Chesbro and Berg describe how Partnership Health Plan, the nonprofit public healthcare organization that administers Medi-Cal benefits in 14 Northern California counties including Humboldt, approached Brius about taking over the three facilities. Shlomo Rechnitz has said he’s willing to give away the three nursing homes for free. Despite his public offer, Rechnitz told Partnership “it would have to purchase all five facilities or none in order to avoid competition. Rechnitz’s asking price was $32.6 million,” write Berg and Chesbro. That was a deal-killer.

Berg and Chesbro direct special criticism at Brius CEO Shlomo Rechnitz for creating an “inexcusable,” “unnecessary,” “simply intolerable,” and “dire situation.”

Writing about the crisis now affecting hundreds of nursing home residents and their families, Chesbro and Berg state: “Specifically, though, it is due to Mr. Shlomo Rechnitz, owner of Brius Healthcare Service, who cries of his loss of Medi-Cal income during this last year because of staffing shortages. Yet, reports say he personally takes in $3 billion in income per year. Go figure.”

KMUD News: “Protesters Rally against Closure of Skilled Nursing Facilities”

Here’s additional media coverage of the October 13, 2016 protest against Brius’ threatened closure of three nursing homes in Humboldt County.

KMUD Radio News, based in Redway, Calif., aired the following 7-minute story in its daily news broadcast. The coverage, which begins with the sounds of protesters chanting in the background, includes interviews with family members of the nursing home residents who will be transferred hundreds of miles away if Brius follows through with its threatened closures.

Jeff Graham tells KMUD he makes a weekly 67-mile drive to visit his mother who is partially paralyzed and lives at Brius’ Pacific Rehabilitation and Wellness Center. “If they send her out of county, I will not be able to see her and she will just die,” he tells KMUD. (3:55 min.)

Kellie Shaner, a caregiver at St. Joseph Hospital Eureka, tells KMUD her family struggled to bring her mother from a nursing home in Crescent City to one in Eureka in order to be closer to her. For the past several months, Kellie’s mother has been living at Brius’ Eureka Rehabilitation and Wellness Center, where she receives regular visits from her parents, children, and grandchildren. All this may change, says Shaner, if Brius follows through with its threatened eviction of her mom and nearly 200 other elderly residents. “The thought of [my mother] being shipped out of town again is terrifying,” says Shaner. “We fought really hard to get her back down here locally, and now they are telling us they are going to ship her out to who knows where, somewhere farther than Crescent City.” (1:19 min.)
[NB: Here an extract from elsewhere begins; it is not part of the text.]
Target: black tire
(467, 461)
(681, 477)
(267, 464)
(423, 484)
Others interviewed in the news story say Brius’ threatened action would have “catastrophic” and “terrifying” consequences for the community. One community member tells KMUD that Brius owner Shlomo Rechnitz’s threatened closures and mass eviction of fragile nursing home residents is “starting to feel like extortion.” (5:05 min.)

Independent Media: News Footage from Brius Protest

Here’s a three-minute report from the October 13, 2016 protest at Pacific Rehabilitation & Wellness Center in the Eureka, Calif. courtesy of Independent Media.

https://www.youtube.com/watch?v=XM91zYbbz5I&feature=youtu.be

Describing Brius’ threatened closures as a “crisis situation,” Independent Media lays out what these planned closures will mean for local residents, and interviews a caregiver from Humboldt County’s largest hospital whose family members have received care at the nursing homes. In the background, viewers can hear chanting protesters and passers-by who are honking their car horns in support of the protest.